Memory and concurrency limits for Azure SQL Data Warehouse

View the memory and concurrency limits allocated to the various performance levels and resource classes in Azure SQL Data Warehouse. For more information, and to apply these capabilities to your workload management plan, see Resource classes for workload management.

Data warehouse capacity settings

The following tables show the maximum capacity for the data warehouse at different performance levels. To change the performance level, see Scale compute - portal.

Service Levels

The service levels range from DW100c to DW30000c.

Performance level Compute nodes Distributions per Compute node Memory per data warehouse (GB)
DW100c 1 60 60
DW200c 1 60 120
DW300c 1 60 180
DW400c 1 60 240
DW500c 1 60 300
DW1000c 2 30 600
DW1500c 3 20 900
DW2000c 4 15 1200
DW2500c 5 12 1500
DW3000c 6 10 1800
DW5000c 10 6 3000
DW6000c 12 5 3600
DW7500c 15 4 4500
DW10000c 20 3 6000
DW15000c 30 2 9000
DW30000c 60 1 18000

The maximum service level is DW30000c, which has 60 Compute nodes and one distribution per Compute node. For example, a 600 TB data warehouse at DW30000c processes approximately 10 TB per Compute node.

Concurrency maximums

To ensure each query has enough resources to execute efficiently, SQL Data Warehouse tracks resource utilization by assigning concurrency slots to each query. The system puts queries into a queue based on importance and concurrency slots. Queries wait in the queue until enough concurrency slots are available. Importance and concurrency slots determine CPU prioritization. For more information, see Analyze your workload

Static resource classes

The following table shows the maximum concurrent queries and concurrency slots for each static resource class.
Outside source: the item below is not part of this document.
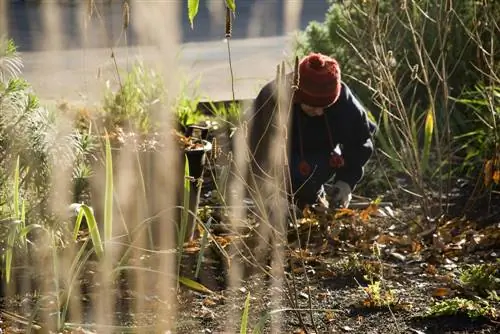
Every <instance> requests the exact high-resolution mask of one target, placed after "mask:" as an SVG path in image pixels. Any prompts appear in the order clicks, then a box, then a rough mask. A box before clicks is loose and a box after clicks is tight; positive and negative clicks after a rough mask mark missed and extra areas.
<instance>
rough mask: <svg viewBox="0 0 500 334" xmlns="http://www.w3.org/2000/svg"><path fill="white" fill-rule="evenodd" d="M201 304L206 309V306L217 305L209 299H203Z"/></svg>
mask: <svg viewBox="0 0 500 334" xmlns="http://www.w3.org/2000/svg"><path fill="white" fill-rule="evenodd" d="M202 304H203V306H207V307H208V306H215V305H217V303H216V302H215V301H214V300H213V299H211V298H205V299H203V302H202Z"/></svg>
Service Level Maximum concurrent queries Concurrency slots available Slots used by staticrc10 Slots used by staticrc20 Slots used by staticrc30 Slots used by staticrc40 Slots used by staticrc50 Slots used by staticrc60 Slots used by staticrc70 Slots used by staticrc80
DW100c 4 4 1 2 4 4 4 4 4 4
DW200c 8 8 1 2 4 8 8 8 8 8
DW300c 12 12 1 2 4 8 8 8 8 8
DW400c 16 16 1 2 4 8 16 16 16 16
DW500c 20 20 1 2 4 8 16 16 16 16
DW1000c 32 40 1 2 4 8 16 32 32 32
DW1500c 32 60 1 2 4 8 16 32 32 32
DW2000c 48 80 1 2 4 8 16 32 64 64
DW2500c 48 100 1 2 4 8 16 32 64 64
DW3000c 64 120 1 2 4 8 16 32 64 64
DW5000c 64 200 1 2 4 8 16 32 64 128
DW6000c 128 240 1 2 4 8 16 32 64 128
DW7500c 128 300 1 2 4 8 16 32 64 128
DW10000c 128 400 1 2 4 8 16 32 64 128
DW15000c 128 600 1 2 4 8 16 32 64 128
DW30000c 128 1200 1 2 4 8 16 32 64 128

Dynamic resource classes

The following table shows the maximum concurrent queries and concurrency slots for each dynamic resource class. Dynamic resource classes use a 3-10-22-70 memory percentage allocation for small-medium-large-xlarge resource classes across all service levels.

Service Level Maximum concurrent queries Concurrency slots available Slots used by smallrc Slots used by mediumrc Slots used by largerc Slots used by xlargerc
DW100c 4 4 1 1 1 2
DW200c 8 8 1 1 1 5
DW300c 12 12 1 1 2 8
DW400c 16 16 1 1 3 11
DW500c 20 20 1 2 4 14
DW1000c 32 40 1 4 8 28
DW1500c 32 60 1 6 13 42
DW2000c 32 80 2 8 17 56
DW2500c 32 100 3 10 22 70
DW3000c 32 120 3 12 26 84
DW5000c 32 200 6 20 44 140
DW6000c 32 240 7 24 52 168
DW7500c 32 300 9 30 66 210
DW10000c 32 400 12 40 88 280
DW15000c 32 600 18 60 132 420
DW30000c 32 1200 36 120 264 840

When there are not enough concurrency slots free to start query execution, queries are queued and executed based on importance. If there is equivalent importance, queries are executed on a first-in, first-out basis. As a queries finishes and the number of queries and slots fall below the limits, SQL Data Warehouse releases queued queries.